A marriage bond was a type of surety bond guaranteeing that two people were legally available to marry each other, free of complications like being legally underage, having too close a genetic relationship, having other extant marriages, etc. A marriage bond is legally distinct from a marriage license or a marriage certificate, although all three types of records are used in genealogical research as evidence of marriage. Marriage bonds are also not to be confused with marriage contracts or prenuptial agreements. Marriage banns were similar in practice although usually lacked the explicit financial guarantees. The person who co-signed the marriage bond was called the guarantor, security, bondsman or surety, and was often a relative of the prospective groom or bride. Most marriage bonds have an amount of money listed but "no money literally changed hands at the time of posting the bond" rather that was a penalty amount "if an impediment to the marriage was found." The dates of marriage bonds may not (and likely do not) correlate with the actual date the marriage was performed. In some cases a bond document exists but no actual wedding ever took place.
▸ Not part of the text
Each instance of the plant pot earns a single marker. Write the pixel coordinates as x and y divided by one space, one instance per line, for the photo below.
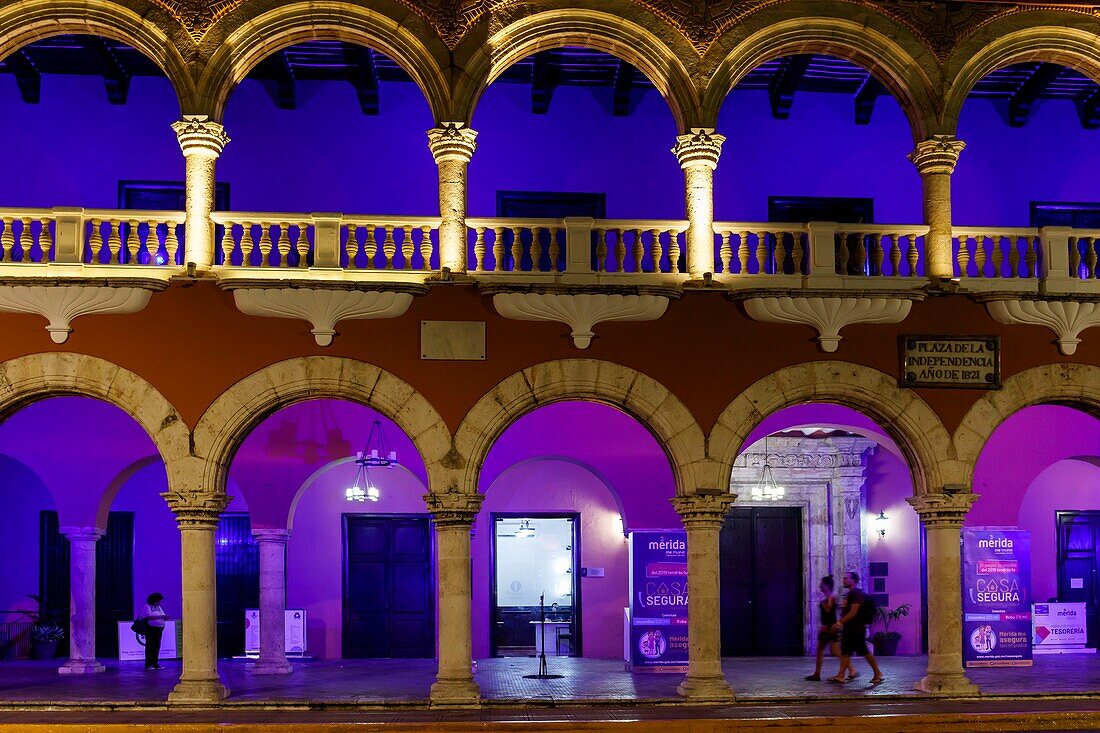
45 649
886 646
Marriage bonds were used in Great Britain and colonial North America. In parts of Great Britain, those who wanted to circumvent a reading of the banns for the traditional three weeks could apply for a marriage license, which required an allegation of legality and/or a bond. The use of marriage bonds in many British counties ended in 1823. Upper and Lower Canada required marriage bonds if the wedding was to be performed by someone other than a Catholic or Anglican officiant. Some southern and mid-Atlantic U.S. states carried the colonial practice of using marriage bonds forward into the mid-1800s. Knox County, Tennessee had a $1250 required surety until 1929.

Marriage by bond occurred in Spanish colonial Texas. In this case the bond surety was a guarantee that a couple would be legally married, as was required by law, by a Catholic priest when one visited nearby or when the couple traveled to a settlement with an established church. Thus, marriage records in early Texas sometimes have a notation to the effect of "previously married by bond" and/or may have two entries for the same couple: their bond-marriage date and their certified marriage date.